Assim como as pessoas preferem conviver com pessoas bem-humoradas, ao invés de pessoas mal-humoradas, os consumidores preferem comprar de empresas bem-humoradas, ao invés de empresas mal-humoradas.
Bom humor passa simpatia e autoconfiança, características típicas dos grandes vencedores. Mesmo num momento dramático como o que vivemos, o humor (quando pertinente) pode ser uma poderosa arma de vendas e construção de imagem.
Nos últimos anos, uma campanha bem humorada tratando de problemas sérios se destacou: Dumb Ways to Die (Maneiras Estúpidas de Morrer) foi uma campanha australiana sobre os acidentes sofridos por pessoas que prestavam maior atenção nos seus telefones celulares do que na vida que estavam vivendo.
Os grandes eventos de inovação e criatividade, como SxSw e Cannes Lions, foram cancelados. Pode ser o momento de uma quebra de paradigma para o mercado de premiações e eventos globais? O investimento pode tomar outros rumos?
O festival de publicidade de Cannes, que administrou mal sua ambição nos últimos anos, exagerando na sua busca obsessiva por ganhar dinheiro, já vinha em decadência.
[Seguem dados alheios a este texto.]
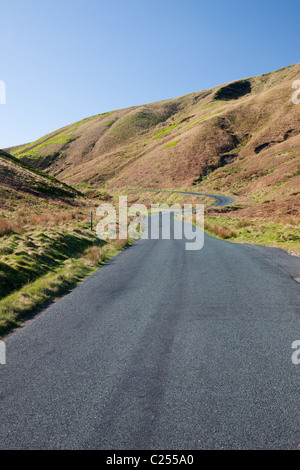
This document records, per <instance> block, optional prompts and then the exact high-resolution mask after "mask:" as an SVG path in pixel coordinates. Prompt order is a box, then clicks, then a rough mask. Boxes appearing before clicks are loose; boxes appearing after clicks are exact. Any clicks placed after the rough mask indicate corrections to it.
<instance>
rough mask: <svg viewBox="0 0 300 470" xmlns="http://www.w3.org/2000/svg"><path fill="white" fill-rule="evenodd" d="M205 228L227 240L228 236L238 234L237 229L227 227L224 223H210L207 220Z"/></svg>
mask: <svg viewBox="0 0 300 470" xmlns="http://www.w3.org/2000/svg"><path fill="white" fill-rule="evenodd" d="M204 228H205V230H208V231H209V232H212V233H214V234H215V235H217V236H218V237H220V238H223V240H226V239H227V238H234V237H236V236H237V231H236V230H235V229H231V228H228V227H225V226H224V225H217V224H210V223H208V222H205V223H204Z"/></svg>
Perdeu sua importância como documentador da atividade e como premiação, por ter passado a distribuir prêmios em quantidades industriais.
Comentários entre os profissionais de primeiro nível do negócio da publicidade mundial diziam que qualquer um que visitasse Cannes na semana do Festival podia ser atingido por um prêmio.
Por outro lado, também na busca de ganhar dinheiro, o Cannes Lions tentou invadir a área de eventos e palestras nos últimos anos, características de acontecimentos como o SxSw. Inicialmente, ganhou em termos de frequência e faturamento, mas, evidentemente, perdeu em prestígio.
Enquanto isso, o SxSw, em Austin, foi ganhando o seu espaço, até por ser mais variado e custar menos do que Cannes. É provável que, daqui para frente, os dois tenham dificuldades de sobrevivência. Até porque eventos que aglomeram muitas pessoas terão uma tendência a serem repensados. Acredito que o Cannes Lions terá ainda mais dificuldades, porque já vinha na curva descendente.
Espero que, quando a pandemia acabar, tenhamos um mundo menos poluído e poluente
Quais são as boas lições que o mercado publicitário pode tirar deste momento?
A vida e o mercado publicitário podem tirar lições disso tudo. Espero que, quando a pandemia acabar, tenhamos um mundo menos poluído e poluente. E uma publicidade menos poluída e poluente.
Acredito que conseguindo se re-reinventar, a publicidade pode voltar a ter momentos de prosperidade criativa e de negócios. Menores do que os vividos no seu auge mundial, entre 1980 e 2000, mas dignos de serem saudavelmente aproveitados.